Tuesday, June 4, 2013

For Love of Geeky Things

In the aftermath of "Rains of Castamere," ("Game of Thrones" episode 9, aired 6/2/13) a friend of mine posted these thoughts on Facebook:

"How many years are taken off of one's life with each fandom he/she enters? Geeks stress out over ever little thing that happens in their fictions. Characters die, break up with each other, betray friends, etc., and geeks internalize these tragedies and lose sleep.

I guess the same question applies to sports fans, especially to Football fans, since this country seems to have an almost unhealthy attachment to that game."

I replied on Facebook, but wanted to expand a little on what I said, though aside from saying that I agree with the assessment of sports fans, I'm not going to address the sports angle. Speaking from my own experience, I wouldn't say I stress over *every* little thing, it's mostly big things. Character deaths are huge for me when I like a book/show/movie. Or in Doctor Who, companions leaving, the Doctor regenerating. The many times when bad things happen to one of the Winchesters in Supernatural (even though they usually find a way out/back, things are never quite the same). The heartbreaking moments when choices were made in Torchwood that doom some & save many. Then there's the Stargate series' rocky relationship with doctors... When Sherlock swan-dived off the building, at the end of series 2, it was like a punch in the gut, and there have been many, many instances when Joss Whedon squeezed my heart til it was fit to break... and that's just TV shows & movies.

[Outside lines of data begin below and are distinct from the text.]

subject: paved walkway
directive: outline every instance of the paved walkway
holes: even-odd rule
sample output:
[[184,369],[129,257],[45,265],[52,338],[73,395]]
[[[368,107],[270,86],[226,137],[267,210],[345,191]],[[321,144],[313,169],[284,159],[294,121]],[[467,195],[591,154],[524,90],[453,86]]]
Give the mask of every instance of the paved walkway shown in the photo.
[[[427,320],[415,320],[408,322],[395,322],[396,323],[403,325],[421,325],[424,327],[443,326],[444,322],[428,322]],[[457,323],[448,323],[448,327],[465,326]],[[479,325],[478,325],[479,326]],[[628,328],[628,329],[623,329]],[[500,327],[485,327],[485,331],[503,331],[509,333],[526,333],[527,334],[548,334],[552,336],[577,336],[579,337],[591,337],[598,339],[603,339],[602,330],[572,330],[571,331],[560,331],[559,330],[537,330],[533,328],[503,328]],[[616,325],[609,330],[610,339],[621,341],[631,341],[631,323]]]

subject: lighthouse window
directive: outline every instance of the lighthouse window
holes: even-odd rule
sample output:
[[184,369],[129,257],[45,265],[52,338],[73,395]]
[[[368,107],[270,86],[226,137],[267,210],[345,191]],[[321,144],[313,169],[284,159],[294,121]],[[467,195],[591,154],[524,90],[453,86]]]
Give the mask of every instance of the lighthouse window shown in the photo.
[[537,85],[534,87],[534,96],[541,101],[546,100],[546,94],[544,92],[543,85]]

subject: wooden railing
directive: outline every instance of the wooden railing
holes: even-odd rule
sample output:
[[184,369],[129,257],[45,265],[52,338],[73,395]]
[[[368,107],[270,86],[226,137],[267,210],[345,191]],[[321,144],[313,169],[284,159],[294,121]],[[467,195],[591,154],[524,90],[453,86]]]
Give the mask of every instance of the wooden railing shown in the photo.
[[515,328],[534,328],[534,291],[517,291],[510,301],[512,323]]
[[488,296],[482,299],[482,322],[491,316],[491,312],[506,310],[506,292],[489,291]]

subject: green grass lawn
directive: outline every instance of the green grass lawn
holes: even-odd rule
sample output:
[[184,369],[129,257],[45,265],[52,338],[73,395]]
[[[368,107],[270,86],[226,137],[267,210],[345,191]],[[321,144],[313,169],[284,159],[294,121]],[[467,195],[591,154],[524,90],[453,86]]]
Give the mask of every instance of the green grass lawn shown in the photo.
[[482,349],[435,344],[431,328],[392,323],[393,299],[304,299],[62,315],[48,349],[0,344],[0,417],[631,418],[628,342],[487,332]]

The first time I really remember "fandom heartbreak" was reading book 3 of the original Shannara trilogy. A main character who had been a guiding force throughout...died. I couldn't believe it - the world is full of magic, what the hell? Bring him back! But it was not to be. For years, my best friend at the time would only call it "THAT book," not it's proper title.

To me, it's the emotional involvement that makes it more enjoyable, more real. Especially when I have friends who are just as nuts for it as I am, then it's like therapy when we get together & talk about the plot points. I will admit that while reading George R.R. Martin's books, if somone's chapter doesn't end in a good spot, I'll page ahead just until I see they have another one. (I do have a good friend who, for at least one of the books, would read one character at a time because she couldn't stand being left hanging at the end of each POV chapter.) The better the storytelling, the more involved I become.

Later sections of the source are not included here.